Main risks and simple responses

  • Timelines can slip: Set public milestones and adjust scope based on real progress.

  • Early costs are high: Treat the first plant as a learning tool; design later plants for cost and ease of building.

  • Materials and tritium are hard: Use hybrid testbeds, plan for lithium early, and share data with global partners.

  • Talent is scarce: Offer mission-style careers, clear growth paths, and reliable funding.

  • Public trust matters: Communicate safety, environment, and cost–benefit clearly from day one.

Key takeaways 

  • Build SST-Bharat, practise long, steady operation, and involve Indian industry from the start.

  • Use a fusion–fission hybrid step to learn neutron and fuel handling at larger scale and do useful work along the way.

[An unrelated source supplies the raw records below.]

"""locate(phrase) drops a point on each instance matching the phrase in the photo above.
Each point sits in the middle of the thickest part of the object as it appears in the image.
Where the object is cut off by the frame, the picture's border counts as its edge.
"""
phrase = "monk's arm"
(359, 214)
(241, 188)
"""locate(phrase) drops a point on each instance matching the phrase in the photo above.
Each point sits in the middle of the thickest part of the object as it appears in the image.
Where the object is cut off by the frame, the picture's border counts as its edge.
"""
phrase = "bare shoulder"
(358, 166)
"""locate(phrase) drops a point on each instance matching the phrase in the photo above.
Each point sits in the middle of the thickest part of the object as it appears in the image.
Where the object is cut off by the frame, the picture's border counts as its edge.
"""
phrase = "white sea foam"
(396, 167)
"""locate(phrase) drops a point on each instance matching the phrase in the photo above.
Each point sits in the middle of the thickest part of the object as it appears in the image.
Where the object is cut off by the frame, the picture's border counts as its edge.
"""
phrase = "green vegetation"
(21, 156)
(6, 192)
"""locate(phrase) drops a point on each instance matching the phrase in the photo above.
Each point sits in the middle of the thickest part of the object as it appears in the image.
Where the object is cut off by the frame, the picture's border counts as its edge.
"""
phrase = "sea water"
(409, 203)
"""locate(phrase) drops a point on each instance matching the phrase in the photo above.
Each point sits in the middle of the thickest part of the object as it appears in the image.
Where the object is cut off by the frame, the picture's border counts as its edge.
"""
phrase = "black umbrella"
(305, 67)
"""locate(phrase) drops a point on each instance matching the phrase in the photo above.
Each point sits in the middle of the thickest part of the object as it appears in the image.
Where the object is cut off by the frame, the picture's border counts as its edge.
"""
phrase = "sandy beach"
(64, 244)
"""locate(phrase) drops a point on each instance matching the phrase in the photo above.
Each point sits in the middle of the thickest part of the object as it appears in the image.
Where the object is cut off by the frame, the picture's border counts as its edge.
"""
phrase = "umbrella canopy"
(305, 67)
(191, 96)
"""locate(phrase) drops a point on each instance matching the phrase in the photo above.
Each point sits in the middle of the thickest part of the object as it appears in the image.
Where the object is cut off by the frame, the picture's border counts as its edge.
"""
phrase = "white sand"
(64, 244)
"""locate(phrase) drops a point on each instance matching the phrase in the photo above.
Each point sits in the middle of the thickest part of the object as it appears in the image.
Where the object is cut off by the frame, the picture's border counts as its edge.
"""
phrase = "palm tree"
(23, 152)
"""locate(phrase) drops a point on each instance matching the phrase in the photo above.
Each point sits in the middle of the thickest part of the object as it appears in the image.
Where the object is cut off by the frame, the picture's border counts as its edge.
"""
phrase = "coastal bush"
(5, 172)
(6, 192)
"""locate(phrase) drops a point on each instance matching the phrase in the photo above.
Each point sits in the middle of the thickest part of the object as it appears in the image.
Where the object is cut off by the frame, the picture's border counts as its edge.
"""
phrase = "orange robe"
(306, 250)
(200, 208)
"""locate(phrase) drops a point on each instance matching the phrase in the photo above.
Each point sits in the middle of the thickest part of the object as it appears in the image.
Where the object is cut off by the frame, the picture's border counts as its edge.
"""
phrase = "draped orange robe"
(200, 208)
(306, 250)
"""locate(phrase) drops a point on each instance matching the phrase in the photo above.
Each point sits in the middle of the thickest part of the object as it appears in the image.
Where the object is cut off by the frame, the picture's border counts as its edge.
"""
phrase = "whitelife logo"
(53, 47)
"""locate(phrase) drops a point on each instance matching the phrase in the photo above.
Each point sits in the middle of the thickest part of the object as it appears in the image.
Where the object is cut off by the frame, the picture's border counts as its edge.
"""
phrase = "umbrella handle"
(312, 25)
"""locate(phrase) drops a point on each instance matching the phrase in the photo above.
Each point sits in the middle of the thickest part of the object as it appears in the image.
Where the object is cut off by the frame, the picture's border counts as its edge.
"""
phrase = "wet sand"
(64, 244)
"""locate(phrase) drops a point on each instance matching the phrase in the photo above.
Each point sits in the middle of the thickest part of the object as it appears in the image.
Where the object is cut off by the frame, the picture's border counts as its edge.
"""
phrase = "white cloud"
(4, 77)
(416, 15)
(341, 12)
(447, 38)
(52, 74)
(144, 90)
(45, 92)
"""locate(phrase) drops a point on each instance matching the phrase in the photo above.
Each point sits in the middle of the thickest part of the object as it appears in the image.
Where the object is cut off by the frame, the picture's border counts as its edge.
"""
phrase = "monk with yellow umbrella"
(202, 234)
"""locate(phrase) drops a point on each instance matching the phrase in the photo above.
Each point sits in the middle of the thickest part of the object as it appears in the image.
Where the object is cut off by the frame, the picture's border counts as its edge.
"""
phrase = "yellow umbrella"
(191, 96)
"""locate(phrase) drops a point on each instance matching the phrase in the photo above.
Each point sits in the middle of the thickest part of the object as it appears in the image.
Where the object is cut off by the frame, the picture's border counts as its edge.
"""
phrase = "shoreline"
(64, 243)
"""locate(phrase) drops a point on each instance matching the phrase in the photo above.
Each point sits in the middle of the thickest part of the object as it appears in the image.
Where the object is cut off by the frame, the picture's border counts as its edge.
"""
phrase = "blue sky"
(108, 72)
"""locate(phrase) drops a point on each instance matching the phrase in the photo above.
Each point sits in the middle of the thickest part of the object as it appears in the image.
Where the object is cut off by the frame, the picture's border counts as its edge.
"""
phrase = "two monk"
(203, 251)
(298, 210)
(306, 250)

  • Aim for an Indian fusion pilot plant that proves electricity to the grid, tritium self-sufficiency, and reliable long pulses.

  • Solve four big challenges: power balance, materials and heat, tritium production and reuse, and long, reliable runs.

  • Create a National Fusion Mission, strong safety rules, a skills pipeline, and a domestic supply chain.

  • See fusion as a mid-century complement to renewables and advanced fission, not a quick replacement.

Exam hook

Large energy shifts take decades. If India wants firm, clean baseload power beyond 2040, it must build machines, materials, fuel handling, safety rules, trained people, and capable suppliers now. The Institute for Plasma Research roadmap is a practical ladder: learn on an Indian tokamak, practise the hard subsystems in a hybrid step, and then prove a pilot plant that sends power to the grid and makes its own fuel. This is how India moves from research to leadership.

UPSC Mains question

“India’s fusion pathway must be mission-mode and industry-linked, not lab-only.”
Explain how a staged plan—can solve the critical hurdles of power balance, material survival, tritium production and reuse, and long-duration operation. (250 words)

UPSC Prelims question 

  1. In a magnetic-confinement fusion power plant, which of the following is not the role of the tritium-breeding blanket?
  1. Produce tritium from lithium using fusion neutrons

  2. Remove heat for conversion to electricity

  3. Confine the plasma inside the tokamak

  4. Protect structural parts from neutron damage

Choose the correct answer:
(a) 1 and 2 only
(b) 2 and 4 only
(c) 3 only
(d) 1, 2 and 4 only

Answer: (c)
Explanation: The blanket makes tritium, removes heat, and shields components. Plasma is confined by magnetic fields, not by the blanket.

One-line wrap

Turn fusion from a distant dream into a clear ladder: build an Indian machine, learn by doing, prove a pilot plant, and then scale with Indian industry.